Title: The Demon Lover (Fairwick Chronicles #1)
Author: Juliet Dark
Publisher: Ballantine Books
Format: Trade Paperback & eBook
Publication Date: December 27, 2011
Rating: 4 out of 5
I have to preface this review with a bit of a disclaimer: this book is NOT a romance. When I requested the book for review, it was billed as a romance, but there’s no happy ever after or even a happy with a partner for the female protagonist. That said, it is an outstanding fantasy, well written and engaging, and it kept me turning the pages. I’m very much looking forward to reading future installments of the book, and I certainly recommend it. However, I’m concerned that if you begin this book expecting it to be a romance, you will be sadly disappointed, which would be a shame, as it’s really excellent.
I requested the book, because the heroine, Dr. Cailleach (Callie) McFay is a newly minted PhD and out on the job market. For those of you in the academic world, especially professors of English or languages, this book’s release date will have dire overtones for you, as December 27th used to be the beginning of the horror that is the annual MLA convention. For those of you lucky enough NOT to be academics, MLA is the Modern Language Association, and the annual convention is where the overwhelming majority of job interviews are held for college professors. It’s a NIGHTMARE. A NIGHTMARE, I tell you!
But I digress. I found it interesting that Callie has a long-term boyfriend, Paul, who is finishing his doctorate in economics on the West Coast, while she’s completed her degree and published her dissertation as a book on demon lovers, with great success. This has given Callie some cachet in academic circles, so when the book opens during a campus interview at Fairwick College in upstate New York, Callie is pretty certain that she’s going to turn down their offer if she can wrangle a better one from SUNY, since she and Paul would have a better chance finding work for both of them in New York City. This is an all too familiar refrain for academic couples, so I was highly sympathetic to Callie’s plight.
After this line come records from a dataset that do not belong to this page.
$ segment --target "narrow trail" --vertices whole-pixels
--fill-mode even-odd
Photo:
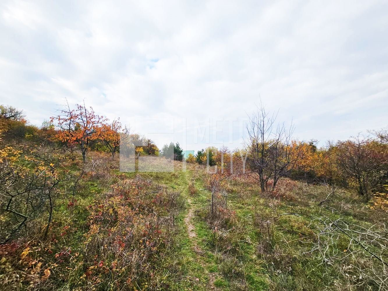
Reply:
[[[189,181],[189,179],[187,178],[188,186]],[[198,238],[196,232],[196,227],[194,224],[195,208],[192,200],[190,197],[190,194],[189,193],[187,193],[187,212],[184,221],[187,227],[188,237],[192,246],[191,249],[195,255],[197,261],[201,263],[204,269],[206,269],[208,263],[206,262],[205,259],[209,257],[208,253],[208,252],[204,251],[198,245]],[[206,272],[208,273],[208,272]],[[218,288],[214,285],[214,281],[216,279],[217,273],[209,272],[207,274],[208,275],[209,280],[206,287],[206,289],[207,290],[217,290]]]

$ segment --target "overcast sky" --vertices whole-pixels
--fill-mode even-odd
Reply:
[[[258,2],[2,0],[0,104],[40,125],[85,99],[188,149],[238,146],[220,121],[260,98],[321,144],[388,125],[388,2]]]

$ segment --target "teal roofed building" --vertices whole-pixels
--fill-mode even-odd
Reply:
[[[194,151],[191,150],[190,151],[184,151],[182,152],[182,154],[183,154],[183,157],[185,158],[185,159],[187,158],[187,157],[189,156],[189,154],[191,154],[193,156],[195,155]]]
However, Callie finds herself intrigued by a Victorian house on the edge of the woods in Fairwick. It turns out that it was the home of Dahlia LaMotte, a writer of early 20th Century gothic bodice-rippers, and LaMotte’s papers remain in the attic. The owner of the house has access to those papers, which are never to leave the premises. Callie finds herself inexplicably drawn to the house and accepts Fairwick’s offer, a move that surprises her and her friends.
But at night, Callie begins to experience highly erotic dreams, in which she’s visited by a mysterious lover, and these dreams resemble those described in LaMotte’s papers. Add to this to the strange faculty at Fairwick (okay, cheap shot time - MOST professors at colleges are strange, but those at Fairwick push the boundary) and unusual occurrences in the neighboring woods, and Callie’s first year as an Assistant Professor starts to resemble a gothic novel.
The beginning of this novel really drew me in with its gothic overtones. Callie’s experiences as an orphan with an overbearing grandmother and the strange happenings at her house and the college evoke the gothic novels that Callie writes about in her book, novels that feature mysterious settings and repressed sexuality. However, this tone began to change about halfway through the book, and it becomes much more of a fantasy than a gothic novel.
At first the mystery in the novel centers around Callie and the sense of connection that she feels with her house in Fairwick. Her erotic dreams continue, causing her to feel unfaithful to her boyfriend Paul, even though they are only dreams. However, once Callie learns Fairwick’s secrets, the mystery becomes more troubling, as the students at the college are clearly being preyed upon.
The Demon Lover is an outstanding novel, and if you love fantasy, you will definitely enjoying reading it. Callie is an intriguing character, and you’ll be unable to put the book down as you learn more about her background, one of which not even she was aware. I think if you begin the book knowing that it’s not a romance, you won’t be disappointed at all, but if you’re looking for a new fantasy romance, this is not the book for you.